New York’s high-stakes testing regime has now metastasized to kindergarten. Really(boldface mine):
Because of a tough new curriculum and teacher evaluations, 4- and 5-year-olds are learning how to fill in bubbles on standardized math tests to show how much they know about numbers, shapes and order.
Teachers said kindergartners are bewildered. “Sharing is not caring anymore; developmentally, it’s not the right thing to do,” said one Queens teacher, whose pupils kept trying to help one another on the math test she gave for the first time this fall.
“They’re scared. They just don’t understand you’re supposed to bubble in next to the answer.”
I always thought some of the criticisms of testing were overblown, but when you’re screwing up some very basic lessons for small children about how to be a decent human being, you’re doing it wrong. Because you know what we need? More selfish assholes. Onward and upward (boldface mine):
Administering the exams is a complete headache, teachers said. “They don’t know how to hold pencils,” said a Bronx kindergarten teacher whose class recently took the Pearson exam. “They don’t know letters, and you have answers that say A, B, C or D and you’re asking them to bubble in . . . They break down; they cry.”
… But teachers said testing this way is slow and traumatic. Trying to get a proper answer was next to impossible. “We said to color it in with a pencil, so they were taking out crayons,” said a veteran teacher on Staten Island. “I can tell when a student needs help. I don’t have to give them a test.”
This is just nuts. It’s not only useless in terms of evaluation, but actively harmful to children. Someone–or many someones–need to be fired over this. Actually, they should be sealed up in barrels with ravenous weasels–which would be cruel to the weasels.

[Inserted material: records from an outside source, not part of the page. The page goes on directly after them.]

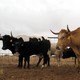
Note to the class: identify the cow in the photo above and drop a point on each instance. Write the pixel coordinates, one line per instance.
(28, 48)
(69, 38)
(34, 39)
(67, 53)
(8, 43)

I can’t even comprehend how any human being could possibly think this is a good idea.
You know European children would have the forms filled out in triplicate, right?
America: The Spastic Retard Bully of the World
You know how many standardized tests kids in Finland take by graduation? One. Europeans are smart enough to know that filling in circles on a piece of paper doesn’t say squat about what a kid’s learning.